Crayon Rolls (no crayons added yet) -
These were easy and fun. I used this tutorial. Indigo's been wanting something from the fish fabric for over a year and a half now, so I hope she likes it. Jude requested the firetruck fabric.
For my girls -
I bought the shirts on sale and appliqued them with the matryoshkas left over from their hoodie dresses. I also made one for my Goddaughter, baby Violet. So easy.
Inspired by these Anthropologie dish towels, I appliqued two dish towels.
I bought the dish towels at a local grocery store. See, I told you I was keeping it simple!
Using leftover fabric scraps from Amy Butler's lovely Love collection, Dan and I made these magnets.

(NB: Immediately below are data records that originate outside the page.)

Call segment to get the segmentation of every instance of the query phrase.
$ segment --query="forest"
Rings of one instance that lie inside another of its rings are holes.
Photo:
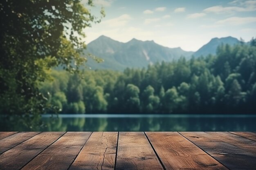
[[[255,113],[256,39],[122,72],[51,75],[39,88],[54,106],[48,113]]]

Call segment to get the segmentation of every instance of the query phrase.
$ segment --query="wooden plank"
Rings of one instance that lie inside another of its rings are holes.
[[[0,132],[0,140],[7,136],[17,133],[18,132]]]
[[[20,169],[65,132],[42,132],[0,155],[0,169]]]
[[[118,133],[93,132],[70,169],[114,169]]]
[[[248,132],[229,132],[230,133],[247,138],[256,142],[256,133]]]
[[[231,169],[253,169],[256,155],[225,141],[225,138],[205,132],[180,132],[216,160]]]
[[[227,132],[206,132],[215,139],[225,141],[256,155],[256,142]]]
[[[13,148],[40,132],[20,132],[0,140],[0,154]]]
[[[177,132],[146,132],[166,169],[227,169]]]
[[[119,132],[116,170],[162,170],[143,132]]]
[[[67,132],[22,170],[67,169],[91,134],[91,132]]]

I bought a bunch of button cover kits in various sizes. I covered the buttons, then Dan cut off the button shank on the back of each button and epoxy glued a magnet to the back.
I had some of the aforementioned leftover fabric because I made this yoga bag carrier for my dear friend Mindy.

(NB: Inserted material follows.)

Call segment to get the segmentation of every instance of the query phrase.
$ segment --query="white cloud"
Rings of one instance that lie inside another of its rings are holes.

The bag has three pockets to hold water, keys, and the like.
And it's fully lined.
I used this free Amy Butler tutorial and it was a dream to sew. The only part that got a little tricky was hemming the top of the bag because there were so many layers of fabric. At the strap there were 12 layers + interfacing (!). What I did (after several attempts) was increase my stitch length to 4 and at the strap, cut the fabric even with the rest of the hem and finish the strap only with a zigzag stitch versus trying to roll the hem and sew through 12 layers. It laid nicer that way, too. I hope she likes it!
I had been eying this napkin/placemat set for my sister.
photo from The Purl Bee (here)
I kept wrestling with how I could possibly make these for her before Christmas being they are all hand sewn. Then I realized - They are all hand sewn! She doesn't need a machine. She could make them for herself. So instead of making them for her, I put together a kit for her with all the materials needed (fabric, thread, needles, fabric marker, scissors, pins) along with the tutorial so she can make them for herself. Is that crazy? In my defense, she has talked about wanting to get into sewing for a long time. And if she decides she doesn't want to bother with it, I'm going to tell her that I'll make them for her. I love hand sewing.
At Jude's school, the kids had a Secret Santa exchange and the only rule was that the gift had to be handmade with the child's help. Dan and Jude made this bird house for his classmate.
They made it from cedar. Jude did some of the sanding and he did the cutting too. He loved telling his classmates how he got to use Daddy's big saw (with one hand in his pocket and Dan's hand over his other hand).
Dan made Indigo this dollhouse.
It's so sweet! He did a great job.
Here are two of my angels.
I was trying to teach them how to make paper snowflakes, but they had their own ideas and decided to make angel wings instead. They then asked me to pin them to their shirts. They pretended to be angels for the rest of the afternoon. Be still my heart!